Porque é que resistiu?

Aquilo era demasiado imprevisível para o meu gosto. Não sei como é que se vive da política e se tem um nível de conforto razoável. Isso pesou mais nessa altura. Andei a trabalhar, a estudar para fazer um determinado percurso profissional, e agora vou deitar tudo fora para me meter numa coisa que não sei muito bem o que é? Num partido, ainda por cima, isso eu sei, intimamente, que não aceita metade das minhas ideias?Tive oportunidade de testar muitos dos meus discursos dentro do partido sobre a tolerância perante a liberdade dos outros; sei a reacção que causam. Ter um partido político, pegar no partido e transformá-lo numa coisa diferente, é um sonho...

 

Adiado?

Quase afrodisíaco e adiado. É um impulso difícil de resistir. Ia abdicar de uma vida que tenho para me pôr à frente de um partido que eu talvez não soubesse representar? O CDS é um partido demasiado conservador, muitas vezes até dogmático, para ter um liberal como eu.

 

E medo de ir a votos? Teve também? Medo que o rejeitassem publicamente. Que a outra moção fosse mais votada.

Não, não foi isso. Tive medo de deixar a vida que tenho, isso tive. Porque é boa, gosto dela, dá-me prazer. Não renego o partido a que pertenço, mas a maioria das pessoas que conheço tem um discurso mais dogmático e autoritário do que aquele que eu gostaria de fazer.

 

Isso significa que, agora, a sua intenção é continuar na vida empresarial, adiando um sonho político que pode, ou não, desabrochar no futuro?

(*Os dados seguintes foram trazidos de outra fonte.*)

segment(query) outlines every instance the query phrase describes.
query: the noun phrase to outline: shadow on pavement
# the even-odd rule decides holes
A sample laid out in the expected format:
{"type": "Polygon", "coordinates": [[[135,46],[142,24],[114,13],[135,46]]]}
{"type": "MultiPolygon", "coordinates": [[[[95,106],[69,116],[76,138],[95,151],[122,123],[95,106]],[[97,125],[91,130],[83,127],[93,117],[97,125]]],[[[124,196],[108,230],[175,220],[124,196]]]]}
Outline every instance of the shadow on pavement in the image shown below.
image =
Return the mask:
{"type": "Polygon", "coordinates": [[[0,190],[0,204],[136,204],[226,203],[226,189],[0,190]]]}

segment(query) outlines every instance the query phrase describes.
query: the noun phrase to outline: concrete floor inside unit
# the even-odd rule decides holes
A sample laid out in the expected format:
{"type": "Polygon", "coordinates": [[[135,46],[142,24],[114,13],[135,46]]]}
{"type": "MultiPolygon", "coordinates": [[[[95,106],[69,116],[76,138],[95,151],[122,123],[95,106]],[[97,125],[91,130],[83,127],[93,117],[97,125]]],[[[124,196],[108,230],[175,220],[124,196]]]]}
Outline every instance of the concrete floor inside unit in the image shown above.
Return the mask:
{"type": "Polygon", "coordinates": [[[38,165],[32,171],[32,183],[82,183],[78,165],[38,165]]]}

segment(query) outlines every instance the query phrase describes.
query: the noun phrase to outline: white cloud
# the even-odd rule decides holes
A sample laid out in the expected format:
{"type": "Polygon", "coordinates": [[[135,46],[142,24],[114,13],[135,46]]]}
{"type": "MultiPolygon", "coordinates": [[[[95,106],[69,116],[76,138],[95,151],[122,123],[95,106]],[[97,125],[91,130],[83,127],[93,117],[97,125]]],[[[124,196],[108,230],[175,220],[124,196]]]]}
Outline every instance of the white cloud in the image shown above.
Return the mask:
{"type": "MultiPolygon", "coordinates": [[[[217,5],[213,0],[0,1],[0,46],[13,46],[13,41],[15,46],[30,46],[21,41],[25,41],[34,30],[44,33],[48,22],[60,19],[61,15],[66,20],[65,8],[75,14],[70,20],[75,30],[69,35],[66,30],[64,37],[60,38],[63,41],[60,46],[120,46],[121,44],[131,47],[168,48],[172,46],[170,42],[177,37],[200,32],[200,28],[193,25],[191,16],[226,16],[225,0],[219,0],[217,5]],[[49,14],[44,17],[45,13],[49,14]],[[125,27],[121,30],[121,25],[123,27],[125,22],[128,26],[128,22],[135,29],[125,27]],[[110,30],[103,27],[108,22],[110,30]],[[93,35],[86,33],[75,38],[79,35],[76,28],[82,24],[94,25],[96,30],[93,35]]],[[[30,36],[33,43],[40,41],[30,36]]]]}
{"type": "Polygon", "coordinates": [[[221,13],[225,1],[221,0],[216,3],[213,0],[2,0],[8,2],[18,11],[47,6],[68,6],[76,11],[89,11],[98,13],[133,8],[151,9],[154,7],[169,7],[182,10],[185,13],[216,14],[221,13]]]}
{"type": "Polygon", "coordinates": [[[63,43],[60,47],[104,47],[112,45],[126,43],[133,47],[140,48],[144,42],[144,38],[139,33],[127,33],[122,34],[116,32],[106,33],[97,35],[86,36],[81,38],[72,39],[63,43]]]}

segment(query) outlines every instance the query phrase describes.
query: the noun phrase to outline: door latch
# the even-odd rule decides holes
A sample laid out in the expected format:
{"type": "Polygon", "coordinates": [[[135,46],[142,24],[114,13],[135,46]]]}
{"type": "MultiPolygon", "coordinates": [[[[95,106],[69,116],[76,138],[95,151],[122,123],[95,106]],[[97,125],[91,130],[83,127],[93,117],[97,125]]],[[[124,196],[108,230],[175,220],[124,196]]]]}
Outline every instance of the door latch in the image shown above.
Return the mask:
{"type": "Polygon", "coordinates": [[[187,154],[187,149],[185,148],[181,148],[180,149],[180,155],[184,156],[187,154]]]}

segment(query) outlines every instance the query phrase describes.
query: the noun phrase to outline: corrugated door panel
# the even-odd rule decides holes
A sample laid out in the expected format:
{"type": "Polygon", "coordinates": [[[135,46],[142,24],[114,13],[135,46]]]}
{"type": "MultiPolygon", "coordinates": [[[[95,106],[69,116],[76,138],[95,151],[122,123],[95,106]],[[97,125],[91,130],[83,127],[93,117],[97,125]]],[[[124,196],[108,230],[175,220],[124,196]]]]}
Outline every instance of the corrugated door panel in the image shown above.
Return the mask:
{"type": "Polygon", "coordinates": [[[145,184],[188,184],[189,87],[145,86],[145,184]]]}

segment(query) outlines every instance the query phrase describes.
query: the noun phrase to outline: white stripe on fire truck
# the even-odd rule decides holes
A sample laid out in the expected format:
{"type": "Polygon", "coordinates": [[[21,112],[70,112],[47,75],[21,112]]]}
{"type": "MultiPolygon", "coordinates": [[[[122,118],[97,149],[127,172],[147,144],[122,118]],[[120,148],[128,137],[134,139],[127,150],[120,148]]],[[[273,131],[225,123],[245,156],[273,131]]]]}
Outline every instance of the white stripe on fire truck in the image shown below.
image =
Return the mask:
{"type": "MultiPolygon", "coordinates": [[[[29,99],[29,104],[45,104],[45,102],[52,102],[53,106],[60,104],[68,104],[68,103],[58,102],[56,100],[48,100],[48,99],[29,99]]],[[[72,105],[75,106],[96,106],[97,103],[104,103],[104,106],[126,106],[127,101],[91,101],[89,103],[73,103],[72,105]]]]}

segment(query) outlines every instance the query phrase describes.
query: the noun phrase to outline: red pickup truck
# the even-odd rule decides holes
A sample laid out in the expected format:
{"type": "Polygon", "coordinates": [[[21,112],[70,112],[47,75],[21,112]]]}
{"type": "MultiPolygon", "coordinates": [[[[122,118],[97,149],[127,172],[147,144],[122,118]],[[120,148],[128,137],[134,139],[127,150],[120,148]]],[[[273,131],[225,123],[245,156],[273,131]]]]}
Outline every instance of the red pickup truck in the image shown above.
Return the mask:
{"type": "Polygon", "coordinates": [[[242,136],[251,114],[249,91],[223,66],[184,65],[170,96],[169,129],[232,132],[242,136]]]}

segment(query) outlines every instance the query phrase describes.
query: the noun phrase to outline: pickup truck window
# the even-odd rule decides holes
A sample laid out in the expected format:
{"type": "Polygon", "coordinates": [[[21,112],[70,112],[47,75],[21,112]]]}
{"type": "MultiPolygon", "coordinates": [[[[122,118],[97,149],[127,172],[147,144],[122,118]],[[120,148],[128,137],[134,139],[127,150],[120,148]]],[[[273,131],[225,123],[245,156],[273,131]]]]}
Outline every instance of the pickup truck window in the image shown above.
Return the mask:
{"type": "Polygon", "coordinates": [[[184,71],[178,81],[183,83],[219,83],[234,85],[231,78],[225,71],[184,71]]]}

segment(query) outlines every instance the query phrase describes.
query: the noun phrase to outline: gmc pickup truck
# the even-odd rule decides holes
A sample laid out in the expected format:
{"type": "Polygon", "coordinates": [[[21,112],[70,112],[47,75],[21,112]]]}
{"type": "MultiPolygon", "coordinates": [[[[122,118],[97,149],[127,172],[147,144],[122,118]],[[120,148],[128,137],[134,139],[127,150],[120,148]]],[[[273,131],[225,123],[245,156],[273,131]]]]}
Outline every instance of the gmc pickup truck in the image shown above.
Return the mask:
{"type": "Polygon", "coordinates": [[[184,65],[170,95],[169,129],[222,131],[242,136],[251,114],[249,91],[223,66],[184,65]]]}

A vida tem graça se for vivida com um mínimo de incerteza. Não faço planos a cinco ou 10 anos. A dois anos, estou comprometido com os accionistas da UNICER e com a equipa que entretanto formámos. Depois disso, logo se vê.

 

Para terminar: ama as suas filhas obsessivamente, tal como os seus pais o amaram a si?

Amo, mas é um estilo de dedicação diferente. Desde logo porque, fisicamente, não estou tão próximo, não controlo tanto as coisas, e vivo uma época diferente.

 

Quando o vêem nos jornais ou na televisão, a fazer um papel completamente diferente, elas reconhecem e gostam, ou é como se fosse outra figura?

Não, sou eu. É pretensão minha, mas eu sou exactamente aquele. Às vezes temos que fazer alguns papéis, mas eu sou muito aquilo que sou quando apareço nas minhas vidas públicas, seja aqui na UNICER seja na política. A mais velha, Marta, tem 18, entrou em Medicina este ano. A segunda é a Joana, tem 17. Depois tenho a Madalena, que tem seis, a Matilde, que tem dois, e a Patrícia que vai nascer um destes dias! Muitas mulheres!